Il ne faudrait pas tirer de bilan trop hâtif de cette loi, préviennent les militants du Mouvement du Nid. En avril dernier, seulement une quarantaine de commissions départementales « de lutte contre la prostitution, le proxénétisme et la traite des êtres humains » étaient en place. Lesquelles ont à peine eu le temps de se roder. D’où le nombre de parcours de sortie s’élevant à 150, depuis la création de la loi…

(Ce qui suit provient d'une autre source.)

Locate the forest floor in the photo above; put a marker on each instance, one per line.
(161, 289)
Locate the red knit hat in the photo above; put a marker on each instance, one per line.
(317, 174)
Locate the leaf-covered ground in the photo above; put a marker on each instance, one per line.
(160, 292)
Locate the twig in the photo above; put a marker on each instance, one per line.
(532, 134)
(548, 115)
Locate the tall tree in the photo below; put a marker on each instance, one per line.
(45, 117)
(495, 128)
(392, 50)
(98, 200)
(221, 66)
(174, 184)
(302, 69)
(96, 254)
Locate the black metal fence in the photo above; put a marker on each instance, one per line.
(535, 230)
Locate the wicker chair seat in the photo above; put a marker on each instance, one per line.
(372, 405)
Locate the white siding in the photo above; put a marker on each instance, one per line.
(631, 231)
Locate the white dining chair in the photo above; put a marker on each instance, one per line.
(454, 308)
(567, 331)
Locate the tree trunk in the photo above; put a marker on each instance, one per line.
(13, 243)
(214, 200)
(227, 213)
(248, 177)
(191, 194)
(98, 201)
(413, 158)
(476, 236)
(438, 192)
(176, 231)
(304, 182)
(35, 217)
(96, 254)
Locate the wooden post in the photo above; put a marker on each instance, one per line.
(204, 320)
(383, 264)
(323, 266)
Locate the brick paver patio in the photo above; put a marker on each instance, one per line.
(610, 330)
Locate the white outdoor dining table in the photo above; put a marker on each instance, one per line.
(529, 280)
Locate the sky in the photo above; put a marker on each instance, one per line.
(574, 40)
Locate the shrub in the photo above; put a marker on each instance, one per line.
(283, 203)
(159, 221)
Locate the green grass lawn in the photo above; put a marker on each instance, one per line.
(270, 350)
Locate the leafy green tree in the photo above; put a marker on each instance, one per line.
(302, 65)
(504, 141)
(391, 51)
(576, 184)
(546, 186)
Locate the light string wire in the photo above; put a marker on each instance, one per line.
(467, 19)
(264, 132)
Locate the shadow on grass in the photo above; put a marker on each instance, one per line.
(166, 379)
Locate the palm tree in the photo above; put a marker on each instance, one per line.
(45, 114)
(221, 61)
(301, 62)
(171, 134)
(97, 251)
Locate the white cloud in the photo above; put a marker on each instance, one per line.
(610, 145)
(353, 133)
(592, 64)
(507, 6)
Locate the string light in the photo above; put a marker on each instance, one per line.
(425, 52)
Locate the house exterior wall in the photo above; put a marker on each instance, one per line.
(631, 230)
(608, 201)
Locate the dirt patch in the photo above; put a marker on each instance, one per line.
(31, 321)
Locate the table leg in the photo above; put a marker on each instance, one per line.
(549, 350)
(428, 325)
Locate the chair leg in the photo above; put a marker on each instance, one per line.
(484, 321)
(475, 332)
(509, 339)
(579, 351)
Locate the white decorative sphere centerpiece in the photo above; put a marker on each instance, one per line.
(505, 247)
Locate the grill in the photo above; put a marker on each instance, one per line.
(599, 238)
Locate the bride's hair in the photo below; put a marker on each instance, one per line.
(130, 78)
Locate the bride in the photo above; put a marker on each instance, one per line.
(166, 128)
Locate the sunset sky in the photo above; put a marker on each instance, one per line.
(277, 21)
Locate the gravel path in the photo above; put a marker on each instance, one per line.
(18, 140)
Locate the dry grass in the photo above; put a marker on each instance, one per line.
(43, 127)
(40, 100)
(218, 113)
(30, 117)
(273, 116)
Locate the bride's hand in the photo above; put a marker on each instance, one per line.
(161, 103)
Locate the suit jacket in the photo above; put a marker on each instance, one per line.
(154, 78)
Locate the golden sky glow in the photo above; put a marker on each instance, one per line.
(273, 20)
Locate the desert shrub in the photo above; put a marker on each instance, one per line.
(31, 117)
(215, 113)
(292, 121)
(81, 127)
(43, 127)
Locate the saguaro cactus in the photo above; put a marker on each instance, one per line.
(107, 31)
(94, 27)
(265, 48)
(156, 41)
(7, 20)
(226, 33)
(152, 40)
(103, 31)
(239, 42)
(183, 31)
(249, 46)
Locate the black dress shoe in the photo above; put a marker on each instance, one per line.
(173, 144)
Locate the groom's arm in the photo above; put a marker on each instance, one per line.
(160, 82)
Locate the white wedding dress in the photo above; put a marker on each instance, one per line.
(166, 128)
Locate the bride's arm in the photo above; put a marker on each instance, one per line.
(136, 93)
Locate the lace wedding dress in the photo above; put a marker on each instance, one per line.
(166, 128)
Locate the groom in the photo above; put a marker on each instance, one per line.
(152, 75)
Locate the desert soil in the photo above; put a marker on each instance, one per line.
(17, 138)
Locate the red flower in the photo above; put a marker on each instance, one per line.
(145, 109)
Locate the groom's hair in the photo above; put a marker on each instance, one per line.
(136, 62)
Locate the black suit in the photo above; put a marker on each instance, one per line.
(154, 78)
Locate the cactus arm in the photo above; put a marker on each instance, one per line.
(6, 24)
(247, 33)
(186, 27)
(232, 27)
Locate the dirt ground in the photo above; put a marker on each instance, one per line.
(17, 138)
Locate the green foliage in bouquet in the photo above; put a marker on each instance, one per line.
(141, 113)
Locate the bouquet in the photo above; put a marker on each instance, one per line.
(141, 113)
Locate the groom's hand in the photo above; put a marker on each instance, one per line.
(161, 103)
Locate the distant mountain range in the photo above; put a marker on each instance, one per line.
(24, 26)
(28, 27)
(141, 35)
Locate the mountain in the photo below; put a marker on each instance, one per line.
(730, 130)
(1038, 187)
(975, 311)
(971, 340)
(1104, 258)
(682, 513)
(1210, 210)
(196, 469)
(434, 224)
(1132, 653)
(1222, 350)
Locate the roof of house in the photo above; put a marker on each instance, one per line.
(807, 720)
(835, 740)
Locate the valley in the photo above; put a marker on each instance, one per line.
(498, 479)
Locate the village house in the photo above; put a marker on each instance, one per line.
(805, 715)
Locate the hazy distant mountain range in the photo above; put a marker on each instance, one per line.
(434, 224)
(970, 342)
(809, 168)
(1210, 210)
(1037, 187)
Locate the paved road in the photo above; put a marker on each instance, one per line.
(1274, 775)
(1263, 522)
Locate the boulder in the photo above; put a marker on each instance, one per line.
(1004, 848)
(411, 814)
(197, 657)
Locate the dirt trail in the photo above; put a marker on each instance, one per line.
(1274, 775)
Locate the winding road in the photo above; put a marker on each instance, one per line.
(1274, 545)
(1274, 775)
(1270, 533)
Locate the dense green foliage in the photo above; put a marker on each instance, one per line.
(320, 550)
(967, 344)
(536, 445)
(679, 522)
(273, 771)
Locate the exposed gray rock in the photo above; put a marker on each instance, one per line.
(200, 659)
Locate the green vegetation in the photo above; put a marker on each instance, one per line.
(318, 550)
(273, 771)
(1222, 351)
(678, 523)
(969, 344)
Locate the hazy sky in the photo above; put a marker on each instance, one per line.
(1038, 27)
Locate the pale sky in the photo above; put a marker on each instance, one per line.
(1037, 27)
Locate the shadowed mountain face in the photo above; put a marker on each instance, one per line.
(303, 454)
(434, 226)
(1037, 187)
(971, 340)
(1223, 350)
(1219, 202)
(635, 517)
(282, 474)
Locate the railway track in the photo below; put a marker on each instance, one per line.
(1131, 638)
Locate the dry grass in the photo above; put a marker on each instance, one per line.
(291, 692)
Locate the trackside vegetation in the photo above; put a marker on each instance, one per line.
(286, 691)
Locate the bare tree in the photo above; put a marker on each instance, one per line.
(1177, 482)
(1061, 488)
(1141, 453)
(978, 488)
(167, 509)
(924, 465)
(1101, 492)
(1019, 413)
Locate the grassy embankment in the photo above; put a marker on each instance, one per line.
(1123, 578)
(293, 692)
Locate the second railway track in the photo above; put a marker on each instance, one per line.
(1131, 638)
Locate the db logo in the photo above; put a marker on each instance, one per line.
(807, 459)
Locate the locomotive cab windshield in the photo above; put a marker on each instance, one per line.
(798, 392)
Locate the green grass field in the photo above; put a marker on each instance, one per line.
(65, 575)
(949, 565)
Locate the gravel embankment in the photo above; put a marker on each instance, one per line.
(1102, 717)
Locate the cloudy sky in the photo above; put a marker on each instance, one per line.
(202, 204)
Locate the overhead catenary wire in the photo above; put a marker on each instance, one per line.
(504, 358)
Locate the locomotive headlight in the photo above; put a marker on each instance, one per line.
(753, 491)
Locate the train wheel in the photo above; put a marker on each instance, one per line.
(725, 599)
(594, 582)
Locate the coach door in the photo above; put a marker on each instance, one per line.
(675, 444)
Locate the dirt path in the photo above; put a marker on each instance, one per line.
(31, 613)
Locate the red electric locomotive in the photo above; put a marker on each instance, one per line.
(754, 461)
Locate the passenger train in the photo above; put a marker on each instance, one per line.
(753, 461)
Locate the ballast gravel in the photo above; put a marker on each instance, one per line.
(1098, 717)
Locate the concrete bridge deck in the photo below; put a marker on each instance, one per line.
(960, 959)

« En pratique, il est rare qu’une commission départementale ait accordé jusqu’ici plus de dix parcours de sortie » constate Stéphanie Caradec. La commission du Loiret s’est penchée sur deux premiers parcours de sortie tout récemment. Pour le Mouvement du Nid, le compte n’y est pas, puisque 9 000 prostituées seraient aujourd’hui susceptibles de sortir de réseau prostitutionnel.
« Il n’y a aucun financement des associations pour s’occuper de ces parcours de sortie »
L’État prévoyait ainsi mille parcours de sortie ((La loi prévoit des indemnités mensuelles pour les prostituées qui n’ont pas droit aux RSA, à hauteur de 330 euros par mois et un titre de séjour si besoin.)) la première année, puis 600 en 2018, et 500 finalement en 2019. Comment expliquer le décalage entre les chiffres et la réalité ? « Il n’y a aucun financement des associations pour s’occuper de ces parcours de sortie » fustigent les militants débordés.
Sur le volet des verbalisations, les résultats sont particulièrement maigrichons et à géométrie variable. Seule une dizaine de départements appliquent la loi. Un peu moins de 3 000 clients auraient été pris dans les mailles du filet.